The poor and marginalised were the hardest hit by coronavirus because of their non‐accessibility to the public healthcare system (Banik, Nag, Chowdhury, & Chatterjee, 2020). With 90% of Indian workers engaged, the informal sector is at risk of falling deeper into poverty with nationwide lockdown following COVID‐19 pandemic (Sengupta & Jha, 2020). Suryahadi, Al Izzati, and Suryadarma (2020) predicted COVID‐19 pandemic will push 1.3 millions of people in Indonesia into poverty, with the rate of poverty likely to reach 9.7% by the end of 2020. The worries of migrant workers in informal sector drawn attention of several scholars with no access to ration, stuck at destination without food and money, loss of wages, fear of getting infected and anxiety in Indian context (Bhagat et al., 2020; Kumar, Padhee, & Kumar, 2020) and in Venezuelan migrants faced with a collapsed health system at home (Daniels, 2020). Tedeschi (2020) noted that the pandemic brought severe suffering for those migrants who were looking for shelter and safety. The tragedy of migrant labourers as they are often stigmatised and unjustly blamed for the spread of disease (Lau et al., 2020); casual migrant workers death whilst asleep on railway tracks in India, the abandoned elderly in care homes of Spain (Maddrell, 2020). The announcement of lockdown towards the end of March 2020 triggered exodus and reverse migration of unskilled and semi‐skilled labourers from major urban and cities who walk back to their villages without food and money (Dandekar & Ghai, 2020; Singh et al., 2020).
A group of researchers expressed worries about the job market and employment situation following COVID‐19. Frightening projections being made about the number of jobs and related income losses following the lockdown induced by the spread of coronavirus (Coibion, Gorodnichenko, & Weber, 2020; ILO, 2020b).
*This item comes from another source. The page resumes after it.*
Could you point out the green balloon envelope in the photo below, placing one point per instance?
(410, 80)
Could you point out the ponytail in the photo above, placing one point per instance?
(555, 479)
Bell and Blanchflower (2020) mentioned the fall in the labour market in the wake of COVID‐19 pandemic is 20 times faster and much deeper than the Great Recession. Projection of severe increase in unemployment being made for major economies of the world such as the USA, Canada (Béland, Brodeur, & Wright, 2020; Larue, 2020). Zhang, Diao, Chen, Robinson, and Fan (2020) reported employment in China likely to fall by 8.6 million following COVID‐19 pandemic whilst India is likely to experience 23.4% increase in unemployment with urban unemployment likely to increase by 30.9% (Sreevatsan, 2020). During the period of lockdown the prevailing rate of unemployment increased threefolds in India and reached up to 26% and staff shortage was experienced even after unlock 1.0 in states which provided more than 50% of employment in India (Singh et al., 2020).
Sen (2020) reported income loss of casual workers and the self‐employed in the informal sector, which likely to increase the inequality of income (Kramer & Kramer, 2020). ILO (2020b) reported labourers in the informal sector likely to be worst affected in terms of loss of employment and income following the COVID‐19 lockdown. Bell and Blanchflower (2020) argued that a third of workers in Canada and the US reported to have lost half of their income due to the COVID‐19 crisis, compared with a quarter in the UK and 45% in China.
No doubt there have been several scholarly attempts to study the economic disruption and challenges posed by COVID‐19 pandemic across various sectors of the economy. However, studies' examining the consequences of joblessness in the wake of COVID‐19 on income and remittance of inter‐state migrant labourers is conspicuous by its absence. Under this backdrop present study was undertaken with the objective of studying the penalty of joblessness following coronavirus lockdown on income and remittances by selecting the inter‐state migrant labourers from Assam.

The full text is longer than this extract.